Everything Went Fine review – classy French family drama

André (veteran charmer André Dussolier) is a wealthy industrialist and art dealer who, after suffering a debilitating stroke at the age of 85, has no desire to live a diminished life. His two daughters try to persuade him that the future still holds many pleasures, but for several months, Emmanuèle (Sophie Marceau) agrees to make secret arrangements for her father to travel to Switzerland. Assisted suicide is prohibited in France.

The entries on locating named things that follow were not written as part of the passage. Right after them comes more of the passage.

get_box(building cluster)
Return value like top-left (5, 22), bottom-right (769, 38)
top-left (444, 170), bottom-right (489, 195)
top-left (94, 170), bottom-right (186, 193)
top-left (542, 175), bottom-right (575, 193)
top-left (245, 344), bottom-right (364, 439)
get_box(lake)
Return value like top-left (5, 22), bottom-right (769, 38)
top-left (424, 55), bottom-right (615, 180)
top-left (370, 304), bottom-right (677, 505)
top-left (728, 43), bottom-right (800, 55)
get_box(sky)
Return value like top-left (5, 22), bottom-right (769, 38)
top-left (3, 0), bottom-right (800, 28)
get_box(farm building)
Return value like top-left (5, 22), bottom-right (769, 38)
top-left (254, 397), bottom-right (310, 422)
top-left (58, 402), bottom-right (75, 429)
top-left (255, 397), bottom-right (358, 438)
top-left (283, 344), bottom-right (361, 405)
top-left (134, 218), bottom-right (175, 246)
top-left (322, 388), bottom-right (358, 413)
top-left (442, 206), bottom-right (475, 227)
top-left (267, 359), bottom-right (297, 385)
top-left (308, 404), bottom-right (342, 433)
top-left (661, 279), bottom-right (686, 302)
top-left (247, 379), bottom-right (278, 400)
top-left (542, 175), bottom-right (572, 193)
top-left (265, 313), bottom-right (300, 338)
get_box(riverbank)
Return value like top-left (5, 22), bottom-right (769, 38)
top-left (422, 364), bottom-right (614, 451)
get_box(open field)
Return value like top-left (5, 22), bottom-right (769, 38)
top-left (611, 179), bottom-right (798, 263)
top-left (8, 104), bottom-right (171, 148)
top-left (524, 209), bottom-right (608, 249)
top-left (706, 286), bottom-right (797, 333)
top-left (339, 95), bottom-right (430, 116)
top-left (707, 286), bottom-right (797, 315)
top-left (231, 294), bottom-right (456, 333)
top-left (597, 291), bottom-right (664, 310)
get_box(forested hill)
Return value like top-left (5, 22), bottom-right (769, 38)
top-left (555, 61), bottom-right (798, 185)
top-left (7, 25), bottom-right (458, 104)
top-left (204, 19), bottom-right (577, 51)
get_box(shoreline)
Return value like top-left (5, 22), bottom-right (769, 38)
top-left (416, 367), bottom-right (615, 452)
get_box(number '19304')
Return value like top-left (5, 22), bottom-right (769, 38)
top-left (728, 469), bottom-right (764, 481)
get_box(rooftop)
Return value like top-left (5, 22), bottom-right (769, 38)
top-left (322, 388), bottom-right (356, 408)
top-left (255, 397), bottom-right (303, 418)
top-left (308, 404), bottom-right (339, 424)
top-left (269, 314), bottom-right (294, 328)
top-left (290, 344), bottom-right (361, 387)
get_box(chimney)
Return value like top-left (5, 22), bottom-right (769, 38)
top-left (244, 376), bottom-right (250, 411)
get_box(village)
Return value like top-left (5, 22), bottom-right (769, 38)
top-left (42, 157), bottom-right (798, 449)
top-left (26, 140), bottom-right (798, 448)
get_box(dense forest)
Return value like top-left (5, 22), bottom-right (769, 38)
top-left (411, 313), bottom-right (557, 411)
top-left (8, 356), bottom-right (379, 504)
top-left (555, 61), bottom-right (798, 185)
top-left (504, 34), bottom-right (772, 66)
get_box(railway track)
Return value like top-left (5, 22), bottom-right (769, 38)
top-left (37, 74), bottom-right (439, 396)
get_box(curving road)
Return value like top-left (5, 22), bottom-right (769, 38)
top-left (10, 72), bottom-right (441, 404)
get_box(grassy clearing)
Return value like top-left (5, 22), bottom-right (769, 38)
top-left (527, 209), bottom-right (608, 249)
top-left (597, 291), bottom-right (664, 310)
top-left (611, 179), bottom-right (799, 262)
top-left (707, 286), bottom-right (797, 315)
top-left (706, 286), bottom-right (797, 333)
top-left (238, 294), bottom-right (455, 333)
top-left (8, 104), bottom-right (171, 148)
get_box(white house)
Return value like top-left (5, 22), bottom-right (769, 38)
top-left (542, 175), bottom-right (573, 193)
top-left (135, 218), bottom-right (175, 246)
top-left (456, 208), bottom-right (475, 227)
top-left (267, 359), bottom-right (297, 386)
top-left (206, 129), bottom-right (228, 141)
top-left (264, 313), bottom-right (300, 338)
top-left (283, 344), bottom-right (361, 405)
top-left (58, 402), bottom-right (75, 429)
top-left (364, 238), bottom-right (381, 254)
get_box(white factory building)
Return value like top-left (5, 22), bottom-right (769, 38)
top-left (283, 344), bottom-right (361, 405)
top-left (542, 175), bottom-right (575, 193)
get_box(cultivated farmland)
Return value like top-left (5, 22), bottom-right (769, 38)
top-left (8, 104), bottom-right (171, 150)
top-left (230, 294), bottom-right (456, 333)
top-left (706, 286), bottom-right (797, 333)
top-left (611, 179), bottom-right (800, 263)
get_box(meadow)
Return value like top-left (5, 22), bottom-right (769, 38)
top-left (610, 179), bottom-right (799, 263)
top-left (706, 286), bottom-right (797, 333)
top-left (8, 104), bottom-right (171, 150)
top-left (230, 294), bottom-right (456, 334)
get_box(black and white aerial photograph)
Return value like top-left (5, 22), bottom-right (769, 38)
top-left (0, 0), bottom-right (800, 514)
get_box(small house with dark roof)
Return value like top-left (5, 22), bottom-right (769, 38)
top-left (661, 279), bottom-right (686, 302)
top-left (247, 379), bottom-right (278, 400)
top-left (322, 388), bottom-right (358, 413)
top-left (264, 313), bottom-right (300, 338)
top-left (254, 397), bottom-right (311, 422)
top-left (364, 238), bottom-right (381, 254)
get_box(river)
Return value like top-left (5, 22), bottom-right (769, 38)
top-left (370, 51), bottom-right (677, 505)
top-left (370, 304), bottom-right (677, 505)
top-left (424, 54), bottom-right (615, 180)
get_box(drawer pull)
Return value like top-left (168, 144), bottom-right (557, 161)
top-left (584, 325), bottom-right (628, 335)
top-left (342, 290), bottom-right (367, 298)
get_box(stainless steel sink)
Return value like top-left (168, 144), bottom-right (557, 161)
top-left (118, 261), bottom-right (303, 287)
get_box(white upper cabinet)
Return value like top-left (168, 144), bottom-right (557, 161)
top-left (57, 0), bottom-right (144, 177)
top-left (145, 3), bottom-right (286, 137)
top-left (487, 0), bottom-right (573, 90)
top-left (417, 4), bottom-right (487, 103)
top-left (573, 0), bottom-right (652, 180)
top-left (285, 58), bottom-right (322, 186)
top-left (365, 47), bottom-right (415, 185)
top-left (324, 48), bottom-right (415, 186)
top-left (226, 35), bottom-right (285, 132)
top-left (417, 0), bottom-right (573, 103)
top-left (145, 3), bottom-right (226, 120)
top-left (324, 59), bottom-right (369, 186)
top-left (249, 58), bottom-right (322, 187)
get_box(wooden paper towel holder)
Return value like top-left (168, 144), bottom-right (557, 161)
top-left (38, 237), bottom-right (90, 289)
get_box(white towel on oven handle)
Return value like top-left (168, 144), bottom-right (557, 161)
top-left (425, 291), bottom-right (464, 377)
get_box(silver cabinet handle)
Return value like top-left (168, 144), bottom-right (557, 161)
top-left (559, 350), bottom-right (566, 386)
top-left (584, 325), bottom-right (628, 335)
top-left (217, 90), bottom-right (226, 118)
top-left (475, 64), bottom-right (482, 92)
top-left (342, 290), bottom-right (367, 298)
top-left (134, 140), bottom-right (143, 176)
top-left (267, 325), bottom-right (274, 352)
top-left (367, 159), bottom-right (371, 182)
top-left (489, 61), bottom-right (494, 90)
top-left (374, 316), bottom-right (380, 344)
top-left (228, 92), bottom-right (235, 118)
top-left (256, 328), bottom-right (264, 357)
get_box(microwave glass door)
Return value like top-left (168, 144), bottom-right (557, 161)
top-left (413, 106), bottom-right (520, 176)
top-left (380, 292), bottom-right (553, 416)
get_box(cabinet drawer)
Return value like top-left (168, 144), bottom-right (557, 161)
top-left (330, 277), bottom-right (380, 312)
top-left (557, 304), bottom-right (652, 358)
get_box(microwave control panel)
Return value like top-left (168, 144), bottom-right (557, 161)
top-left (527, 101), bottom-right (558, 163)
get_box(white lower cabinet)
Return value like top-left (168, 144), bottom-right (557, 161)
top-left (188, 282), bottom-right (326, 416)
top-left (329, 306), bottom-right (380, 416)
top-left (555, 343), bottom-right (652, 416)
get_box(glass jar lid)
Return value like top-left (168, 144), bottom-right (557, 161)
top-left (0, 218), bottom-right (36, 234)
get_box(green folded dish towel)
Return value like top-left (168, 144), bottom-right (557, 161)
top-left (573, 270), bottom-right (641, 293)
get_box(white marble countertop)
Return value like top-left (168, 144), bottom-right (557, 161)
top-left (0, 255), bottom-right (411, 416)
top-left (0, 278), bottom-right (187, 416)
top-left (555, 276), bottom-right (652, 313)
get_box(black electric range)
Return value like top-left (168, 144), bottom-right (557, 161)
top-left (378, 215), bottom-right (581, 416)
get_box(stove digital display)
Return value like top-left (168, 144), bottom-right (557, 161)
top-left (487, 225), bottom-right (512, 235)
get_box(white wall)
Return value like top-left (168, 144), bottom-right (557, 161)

Legendary Fassbinder star Hanna Schygulla appears in a cameo performance (shown below, center, with Géraldine Pailhas, on the left, and Sophie Marceau) as a serene intermediary from the Bern euthanasia center. While Emmanuele and her sister Pascale (Géraldine Pailhas) argue over their father’s demands, their mother (played by Charlotte Rampling), a sculptor herself struggling with Parkinson’s disease, wants nothing to do with her ex’s wishes. -husband. Over the course of the film, we learn why she is so dismissive of her husband and what an impossible father he has been to his daughters. Ozon adapted the film from the eponymous memoir by the late writer Emmanuèle Bernheim, whose father himself took this path; she worked with director Claire Denis and scripted Ozon’s film Swimming pool and 5×2. This latest posthumous collaboration with Ozon is a masterclass in how to create such drama. In lesser hands, a film about a family debating euthanasia could be sanctimonious and laden with melodramatic scenes. But here, we are presented with lucid and utterly compelling dialogue and a wonderfully complex portrait of family relationships.

There’s a lot of dry humor. Andre is horrified at the thought of being buried anywhere near his despised in-laws. He marvels at the high cost of his trip to Switzerland, wondering how the poor are doing in his situation until Emmanuelle snaps, “They’re waiting to die.” Unaware of his daughter’s irritation, Andre disdainfully whispers, “Oh, poor people.” Dussolier, half face seemingly paralyzed, delivers an extraordinarily compelling performance. Marceau is formidable like the exasperated Emmanuelle and very well supported by Pailhas and Rampling.

Everything went well was beautifully filmed in a series of elegant Parisian interiors – luxury apartments, private hospitals, chic restaurants. Ozon uses subtle color coding – murky blues, flashes of red – to create the milieu of an upper-class intellectual family with an imperious patriarch at its center.

The film would make an intriguing, if exhausting, double bill with Florian Zeller’s Oscar winner The fatherwhich walked similar ground in 2020. But where Zeller’s film was an adaptation of a play and became didactic at times, Ozon works from the mess of Bernheim’s real-life story, and its authenticity shines through.